For days, authority officials have maintained that the sludge released in the spill is not toxic..."
(VIA NY Times)
And then there's this...
"The authority has been using backhoes and heavy equipment to clean up the ash and is building weirs, or underwater dams, to try to keep it from traveling downstream. Officials do not have an estimate of the cost of the cleanup or how long it will take, said a spokeswoman, Catherine Mackey...
Mr. Smith also criticized the agency for increasing the flow of the Tennessee River to keep the ash from approaching the drinking water intake for Kingston, a town a half-mile up from the confluence of the Clinch and the Tennessee. “They’re actually moving the stuff further downstream, in order to protect the drinking supply at Kingston,” he said. "
(VIA NY Times)
They are moving kind of slow on water testing too...
"Samples taken at the site of the spill in Harriman, 35 miles southwest of Knoxville, “slightly exceed” the standards for some metals, according to a statement from the Tennessee Valley Authority, owner of the coal power plant where the Dec. 22 accident occurred. Results from well-water and air tests won’t be known until later this week, the utility said....
A test for heavy metals in water, soil or sediment should take two to eight hours, said Peter Schulert, the chief executive of the Environmental Science Corporation, an environmental laboratory near Nashville. “There’s no reason why you couldn’t have the results within a day,” Mr. Schulert said.... "

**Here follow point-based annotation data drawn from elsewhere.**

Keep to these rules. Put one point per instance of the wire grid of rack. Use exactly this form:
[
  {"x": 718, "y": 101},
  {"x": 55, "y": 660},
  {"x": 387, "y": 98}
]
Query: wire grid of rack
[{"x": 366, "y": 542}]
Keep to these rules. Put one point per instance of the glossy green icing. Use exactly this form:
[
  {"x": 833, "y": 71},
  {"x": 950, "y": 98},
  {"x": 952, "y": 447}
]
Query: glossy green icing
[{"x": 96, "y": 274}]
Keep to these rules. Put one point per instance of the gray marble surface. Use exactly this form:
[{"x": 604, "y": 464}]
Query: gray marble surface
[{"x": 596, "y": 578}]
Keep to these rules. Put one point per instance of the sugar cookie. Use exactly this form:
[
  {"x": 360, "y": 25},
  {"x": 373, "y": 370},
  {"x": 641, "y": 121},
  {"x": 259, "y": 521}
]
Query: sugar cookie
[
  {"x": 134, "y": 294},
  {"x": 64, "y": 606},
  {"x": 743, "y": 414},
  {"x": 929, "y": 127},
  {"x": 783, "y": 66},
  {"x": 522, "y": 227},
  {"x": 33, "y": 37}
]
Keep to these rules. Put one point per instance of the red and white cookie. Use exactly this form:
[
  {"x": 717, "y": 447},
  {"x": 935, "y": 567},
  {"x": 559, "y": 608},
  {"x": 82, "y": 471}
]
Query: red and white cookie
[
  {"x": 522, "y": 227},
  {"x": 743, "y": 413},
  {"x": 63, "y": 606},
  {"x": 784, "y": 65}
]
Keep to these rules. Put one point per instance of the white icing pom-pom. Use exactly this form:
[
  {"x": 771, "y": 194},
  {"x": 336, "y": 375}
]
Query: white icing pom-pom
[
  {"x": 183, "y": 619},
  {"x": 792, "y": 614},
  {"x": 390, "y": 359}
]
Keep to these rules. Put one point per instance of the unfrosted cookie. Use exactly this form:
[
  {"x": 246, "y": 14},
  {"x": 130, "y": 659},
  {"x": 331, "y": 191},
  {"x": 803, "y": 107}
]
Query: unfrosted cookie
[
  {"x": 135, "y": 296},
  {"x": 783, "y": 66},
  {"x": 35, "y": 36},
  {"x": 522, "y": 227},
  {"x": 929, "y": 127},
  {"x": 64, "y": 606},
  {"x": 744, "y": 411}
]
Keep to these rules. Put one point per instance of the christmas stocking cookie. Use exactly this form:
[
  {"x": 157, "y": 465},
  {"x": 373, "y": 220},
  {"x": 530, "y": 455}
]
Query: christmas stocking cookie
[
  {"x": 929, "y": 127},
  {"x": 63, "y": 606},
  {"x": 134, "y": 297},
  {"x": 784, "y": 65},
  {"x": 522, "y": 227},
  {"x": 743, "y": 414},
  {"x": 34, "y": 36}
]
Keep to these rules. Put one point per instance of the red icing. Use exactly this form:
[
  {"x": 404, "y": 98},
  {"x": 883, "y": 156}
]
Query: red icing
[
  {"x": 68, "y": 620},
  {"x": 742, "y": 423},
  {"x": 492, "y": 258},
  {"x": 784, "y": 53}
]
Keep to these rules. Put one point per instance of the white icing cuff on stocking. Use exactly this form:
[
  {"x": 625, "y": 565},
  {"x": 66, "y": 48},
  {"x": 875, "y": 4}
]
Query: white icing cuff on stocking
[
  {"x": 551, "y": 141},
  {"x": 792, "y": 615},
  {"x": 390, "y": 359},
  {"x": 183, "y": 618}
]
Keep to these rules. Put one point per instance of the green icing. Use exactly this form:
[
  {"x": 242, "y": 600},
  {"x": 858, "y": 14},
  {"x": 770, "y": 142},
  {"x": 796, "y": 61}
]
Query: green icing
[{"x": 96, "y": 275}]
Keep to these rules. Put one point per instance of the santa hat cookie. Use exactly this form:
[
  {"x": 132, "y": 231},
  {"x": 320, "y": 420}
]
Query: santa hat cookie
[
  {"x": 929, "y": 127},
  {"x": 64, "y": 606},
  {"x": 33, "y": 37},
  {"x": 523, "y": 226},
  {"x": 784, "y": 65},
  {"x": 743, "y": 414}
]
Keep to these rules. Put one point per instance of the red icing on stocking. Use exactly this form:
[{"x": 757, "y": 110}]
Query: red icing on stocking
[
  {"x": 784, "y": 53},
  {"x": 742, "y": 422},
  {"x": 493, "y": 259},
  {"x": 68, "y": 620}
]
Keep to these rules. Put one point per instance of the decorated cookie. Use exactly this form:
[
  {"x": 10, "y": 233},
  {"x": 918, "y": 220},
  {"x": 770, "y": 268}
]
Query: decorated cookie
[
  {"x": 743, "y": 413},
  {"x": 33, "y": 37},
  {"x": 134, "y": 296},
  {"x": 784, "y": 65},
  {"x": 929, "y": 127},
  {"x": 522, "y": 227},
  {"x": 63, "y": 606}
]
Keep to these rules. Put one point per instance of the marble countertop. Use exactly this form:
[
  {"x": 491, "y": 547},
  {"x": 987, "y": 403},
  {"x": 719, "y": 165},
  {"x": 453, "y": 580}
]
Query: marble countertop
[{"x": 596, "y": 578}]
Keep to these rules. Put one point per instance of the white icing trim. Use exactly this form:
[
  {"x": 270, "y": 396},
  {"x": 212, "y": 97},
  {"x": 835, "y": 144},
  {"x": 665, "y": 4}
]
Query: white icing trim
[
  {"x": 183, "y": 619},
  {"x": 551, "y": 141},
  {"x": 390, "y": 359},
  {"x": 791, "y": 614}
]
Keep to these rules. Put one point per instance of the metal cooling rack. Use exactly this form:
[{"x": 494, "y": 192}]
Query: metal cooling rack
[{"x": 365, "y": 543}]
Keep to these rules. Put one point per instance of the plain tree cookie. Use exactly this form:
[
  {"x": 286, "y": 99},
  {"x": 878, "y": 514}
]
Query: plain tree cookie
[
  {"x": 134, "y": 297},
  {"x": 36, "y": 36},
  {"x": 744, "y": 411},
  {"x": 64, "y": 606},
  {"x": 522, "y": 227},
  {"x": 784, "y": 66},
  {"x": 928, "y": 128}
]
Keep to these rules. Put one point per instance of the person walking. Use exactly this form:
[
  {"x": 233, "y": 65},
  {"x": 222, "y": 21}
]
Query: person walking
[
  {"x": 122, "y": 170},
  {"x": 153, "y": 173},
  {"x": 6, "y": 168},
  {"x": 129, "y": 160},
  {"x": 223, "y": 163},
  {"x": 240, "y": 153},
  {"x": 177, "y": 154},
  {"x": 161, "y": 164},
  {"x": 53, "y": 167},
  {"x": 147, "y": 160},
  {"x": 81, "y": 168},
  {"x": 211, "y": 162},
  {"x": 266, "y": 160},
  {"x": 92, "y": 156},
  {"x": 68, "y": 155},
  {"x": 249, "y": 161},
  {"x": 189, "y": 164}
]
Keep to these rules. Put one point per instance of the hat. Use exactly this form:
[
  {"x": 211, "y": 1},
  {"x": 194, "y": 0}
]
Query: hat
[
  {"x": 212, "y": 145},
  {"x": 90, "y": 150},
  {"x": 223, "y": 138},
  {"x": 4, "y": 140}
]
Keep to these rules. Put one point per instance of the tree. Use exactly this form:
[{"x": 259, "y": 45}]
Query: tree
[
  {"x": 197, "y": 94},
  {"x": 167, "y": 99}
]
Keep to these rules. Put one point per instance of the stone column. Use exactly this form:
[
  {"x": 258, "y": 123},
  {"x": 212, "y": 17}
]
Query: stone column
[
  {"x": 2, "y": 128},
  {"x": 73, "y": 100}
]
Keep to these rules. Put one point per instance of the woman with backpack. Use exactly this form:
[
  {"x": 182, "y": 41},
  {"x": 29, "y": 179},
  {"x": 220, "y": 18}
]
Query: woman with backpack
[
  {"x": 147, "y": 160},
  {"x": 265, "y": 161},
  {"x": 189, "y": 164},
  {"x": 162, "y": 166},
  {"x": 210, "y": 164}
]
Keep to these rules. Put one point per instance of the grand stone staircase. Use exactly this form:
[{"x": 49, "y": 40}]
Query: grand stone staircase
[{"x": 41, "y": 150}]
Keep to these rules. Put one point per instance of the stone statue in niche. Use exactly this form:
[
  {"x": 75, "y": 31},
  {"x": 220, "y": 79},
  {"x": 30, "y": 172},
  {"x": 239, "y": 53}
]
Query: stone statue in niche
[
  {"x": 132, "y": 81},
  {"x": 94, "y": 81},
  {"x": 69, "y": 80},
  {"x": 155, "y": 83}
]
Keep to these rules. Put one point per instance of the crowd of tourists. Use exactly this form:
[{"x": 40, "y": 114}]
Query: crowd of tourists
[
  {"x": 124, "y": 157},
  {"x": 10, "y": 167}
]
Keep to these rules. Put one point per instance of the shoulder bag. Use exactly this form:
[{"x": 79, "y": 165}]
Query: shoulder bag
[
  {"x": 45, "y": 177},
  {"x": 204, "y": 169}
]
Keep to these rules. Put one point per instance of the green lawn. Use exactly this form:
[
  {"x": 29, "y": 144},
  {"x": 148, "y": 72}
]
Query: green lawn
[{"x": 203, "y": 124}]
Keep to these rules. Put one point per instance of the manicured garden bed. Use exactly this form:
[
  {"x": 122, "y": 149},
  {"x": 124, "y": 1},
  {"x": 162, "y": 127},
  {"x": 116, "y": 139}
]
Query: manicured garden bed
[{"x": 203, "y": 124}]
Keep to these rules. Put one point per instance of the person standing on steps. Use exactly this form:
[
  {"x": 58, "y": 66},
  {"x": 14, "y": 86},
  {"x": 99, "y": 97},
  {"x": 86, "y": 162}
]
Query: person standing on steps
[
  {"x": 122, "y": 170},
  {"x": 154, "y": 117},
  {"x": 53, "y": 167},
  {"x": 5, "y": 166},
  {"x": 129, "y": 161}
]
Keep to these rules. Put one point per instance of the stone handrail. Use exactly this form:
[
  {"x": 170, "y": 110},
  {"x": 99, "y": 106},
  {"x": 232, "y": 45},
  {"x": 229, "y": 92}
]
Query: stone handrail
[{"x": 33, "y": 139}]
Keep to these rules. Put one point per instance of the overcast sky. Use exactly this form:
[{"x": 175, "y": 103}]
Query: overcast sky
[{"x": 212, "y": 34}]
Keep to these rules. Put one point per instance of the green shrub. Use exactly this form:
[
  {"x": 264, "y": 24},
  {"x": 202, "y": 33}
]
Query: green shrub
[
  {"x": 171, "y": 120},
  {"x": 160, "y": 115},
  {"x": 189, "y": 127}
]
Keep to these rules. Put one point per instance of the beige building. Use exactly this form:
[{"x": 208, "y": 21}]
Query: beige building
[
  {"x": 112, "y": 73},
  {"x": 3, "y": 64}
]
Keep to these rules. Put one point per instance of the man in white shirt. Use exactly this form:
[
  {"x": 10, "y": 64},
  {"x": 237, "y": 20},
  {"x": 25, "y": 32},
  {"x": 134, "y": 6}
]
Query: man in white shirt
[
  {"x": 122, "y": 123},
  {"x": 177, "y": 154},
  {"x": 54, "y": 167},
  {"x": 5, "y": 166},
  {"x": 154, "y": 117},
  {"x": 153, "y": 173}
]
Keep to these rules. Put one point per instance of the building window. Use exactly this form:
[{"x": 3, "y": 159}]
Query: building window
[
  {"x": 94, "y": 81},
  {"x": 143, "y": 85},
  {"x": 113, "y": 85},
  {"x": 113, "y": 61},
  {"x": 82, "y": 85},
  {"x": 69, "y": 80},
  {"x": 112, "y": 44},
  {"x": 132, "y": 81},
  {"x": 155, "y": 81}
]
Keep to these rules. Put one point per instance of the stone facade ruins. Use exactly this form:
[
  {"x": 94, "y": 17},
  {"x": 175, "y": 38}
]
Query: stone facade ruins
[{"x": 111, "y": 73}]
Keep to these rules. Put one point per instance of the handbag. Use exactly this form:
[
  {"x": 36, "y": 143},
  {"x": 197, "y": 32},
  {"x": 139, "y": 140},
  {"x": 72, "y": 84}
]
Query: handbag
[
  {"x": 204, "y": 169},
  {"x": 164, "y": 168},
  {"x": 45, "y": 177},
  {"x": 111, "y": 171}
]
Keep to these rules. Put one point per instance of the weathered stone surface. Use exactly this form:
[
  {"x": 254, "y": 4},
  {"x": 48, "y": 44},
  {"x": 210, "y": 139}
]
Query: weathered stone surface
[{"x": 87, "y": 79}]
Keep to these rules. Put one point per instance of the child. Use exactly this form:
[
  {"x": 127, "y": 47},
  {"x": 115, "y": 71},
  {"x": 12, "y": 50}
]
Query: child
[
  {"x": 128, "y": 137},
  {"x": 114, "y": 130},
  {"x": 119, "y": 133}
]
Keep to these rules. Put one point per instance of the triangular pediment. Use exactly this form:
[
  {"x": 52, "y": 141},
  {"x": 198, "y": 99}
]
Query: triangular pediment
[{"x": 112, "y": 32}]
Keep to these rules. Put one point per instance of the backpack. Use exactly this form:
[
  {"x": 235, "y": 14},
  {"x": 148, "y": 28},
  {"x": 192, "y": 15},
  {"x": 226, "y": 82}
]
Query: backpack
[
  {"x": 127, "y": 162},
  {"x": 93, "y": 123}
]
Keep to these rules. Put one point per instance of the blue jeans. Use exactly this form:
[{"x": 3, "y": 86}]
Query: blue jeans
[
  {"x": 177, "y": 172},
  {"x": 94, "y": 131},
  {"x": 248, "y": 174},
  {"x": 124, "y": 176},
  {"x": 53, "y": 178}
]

(And that fact is making people mad, rightfully so!)
“They think that the public is stupid, that they can’t put two and two together,” said Sandy Gupton, a registered nurse who hired an independent firm to test the spring water on her family’s 300-acre farm, now sullied by sludge from the spill. “It took five days for the T.V.A. to respond to us.”
They (whoever this "authority" is) tries to make it sound like it's not such a big deal, if you happen to come in contact with this sludge bi-product then just give your hands a little wash. NO advice on what to do when you are breathing it, since there's no brilliant soapy water solution.
"Authorities are testing air quality in the area and “currently evaluating the potential for health effects,” the agencies said in the TVA’s statement. Anyone who touches soil, sediments or water affected by the spill should wash their hands thoroughly with soap and water and wash clothes separately from other items, according to the statement. "
So do we all get government distributed respirators too, so that we might be able to breathe safely without getting sick? Big corporations are big babies (ego centric to a fault) - they can never admit when they have done something wrong, they give heartless apologies and keep counting their dollars while all of us sit here breathing polluted air and people's homes, land and water are destroyed. They worry over being sued when they should be sued for any damage they may try to weasel their way out of covering. But really, how can you compensate fully for someone's sludged home and health?